Mak N Ming occupies a quiet address on Yew Street in Kitsilano, operating within a Vancouver dining tier defined by neighbourhood-rooted independents rather than downtown spectacle. The restaurant sits in a city where the gap between casual and formal has narrowed considerably, and where local regulars often drive the most interesting reservations. Check current availability directly before planning a visit.
- Address
- 1629 Yew St, Vancouver, BC V6K 3E6, Canada
- Phone
- +1 604 737 1155

Yew Street and the Kitsilano Independent
Kitsilano has long operated as Vancouver's counterweight to the downtown dining corridor. Where the city centre consolidates its higher-profile openings near Robson, Alberni, and the West End, Kits tends to reward the kind of neighbourhood restaurateur who values regulars over reservation hype. Yew Street, which runs a few blocks from the shoreline of English Bay, sits inside that quieter ecosystem. Mak N Ming is a French-Japanese fusion tasting menus restaurant at 1629 Yew St, Vancouver, BC V6K 3E6, Canada.
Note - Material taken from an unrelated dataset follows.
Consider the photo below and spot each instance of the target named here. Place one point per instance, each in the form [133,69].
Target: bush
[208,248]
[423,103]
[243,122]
That geography matters because Kitsilano's dining scene has evolved in a specific direction. The neighbourhood carries enough residential density and sufficient household spending that serious independent restaurants can sustain themselves without relying on convention-centre overflow or tourist footfall. The result, across the suburb's better blocks, is a category of restaurant that prioritises the returning customer over the first-time visitor. Whether Mak N Ming fully occupies that position is worth assessing against what Vancouver's broader independent tier currently looks like.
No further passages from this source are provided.